Le colloque que nous envisageons sera consacré à ces questions et, plus particulièrement, aux formes d’interaction entre l’acteur et les technologies sur la scène, quelque forme qu’elles revêtent (écrans, caméras, micros…) afin de montrer en quoi ces interférences bouleversent les théories du jeu qui ont prévalu jusqu’ici.

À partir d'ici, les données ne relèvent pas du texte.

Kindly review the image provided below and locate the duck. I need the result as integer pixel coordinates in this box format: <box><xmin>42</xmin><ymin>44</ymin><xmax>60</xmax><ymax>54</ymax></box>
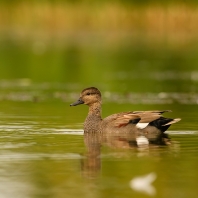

Face aux nouveaux dispositifs scéniques, l’acteur se voit contraint de développer des stratégies de travail inédites, lesquelles doivent mener à un jeu souple naviguant entre présence réelle et présence médiatisée. Le metteur en scène lui-même, développant de véritables talents de vidéastes, voire de cinéastes, se trouve au coeur de ce travail de création (FC Bergman, Bud Blumenthal, Guy Cassiers, Romeo Castellucci, Pippo Delbono, Heiner Goebbels, Ivo van Hove, John Jesurun, William Kentridge, Elizabeth Lecompte du Wooster Group, Robert Lepage, Caden Manson et Jemma Nelson du Big Art Group, Simon McBurney de Complicite, Denis Marleau, Katie Mitchell, Fabrice Murgia, Markus Öhrn, Jean-François Peyret, Alain Platel, Jay Scheib, Cyril Teste, Wim Vandekeybus, Marianne Weems, Kris Verdonck ainsi que les compagnies Berlin, CREW, Forced Entertainment, Gob Squad, Motus, Ontroerend Goed, Rimini Protokoll, Station House Opera… pour n’en citer que quelques uns). Aidé de tous ses collaborateurs, et du travail du comédien qui demeure au centre de la scène, il traduit le dialogue des corps (charnels et virtuels) en formes de présences scéniques modifiées, en altérations de l’art de dire. Comment se déclinent ces modifications au jeu scénique? Ont-elles une incidence sur les fondements du jeu d’acteur tel que véhiculé par des approches plus traditionnelles?
Confrontées à ces changements qui touchent la scène contemporaine, comment réagissent les écoles de formation de l’acteur? Demeurent-elles fidèles à une certaine conception plus traditionnelle du jeu corporel et de l’interprétation des textes? Comment négocient-elles la mutation des formes de jeu? Si toute une mouvance artistique modifie l’intégration de la présence de l’acteur en scène – et par le fait même son implication lors du travail de création – ne faut-il pas repenser la formation de l’acteur?